When both move together towards God, they, in fact, come closer together
Traditionally from the Middle Ages in Europe, the Holy Family was called the Earthly Trinity. Each human family can be seen as two trinities or triangles joined to each other. At the apex of the first triangle is God the Father, while at the base of the second triangle is the child. Husband and wife are placed in tension holding the two triangles together. When I spoke at a conference many years ago in Seattle, a marital psychologist pointed out that the cross of Christ could be drawn down the middle.
This was a profound comment as it showed that when the husband moves away from the wife towards another woman outside the marriage, the triangle is distorted. When a couple block out procreation through technical means, not only do they block out God’s part in the marriage and the possible child, but they seek to eliminate the space between them, again distorting the triangles. What they imagined would bring them together actually distorts their relationship and suffering results. The rising incidence of divorce in Western culture, not to mention the prevalence of the “me-too” movement can be considered the consequence. When both move together towards God, they, in fact, come closer together. Similarly, when they move toward the child together in their unique masculine and feminine ways they increase their own intimate relation.

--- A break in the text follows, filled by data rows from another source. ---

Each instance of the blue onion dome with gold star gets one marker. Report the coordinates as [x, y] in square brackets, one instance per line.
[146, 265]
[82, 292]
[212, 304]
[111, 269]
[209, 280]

The marriage of Mary and St Joseph was perfectly balanced. St. Joseph gave his attention in a masculine way to the Christ Child. He saved him from the murderous action of King Herod, taking the family to safety in Egypt and back to Nazareth. He led them in prayer and on religious pilgrimages; he apprenticed Jesus, teaching him carpentry in his home. All of this was done in profound union with God’s will and with perfect love. Mary, on the other hand, after conceiving and bearing Jesus in her womb for nine months, fed him at the breast as was the Israelite custom. She was present throughout his earthly life, finally standing at the foot of the cross to witness his apparent failure and intense suffering and later the joy of his resurrection. The Holy Family was truly an earthly Trinity.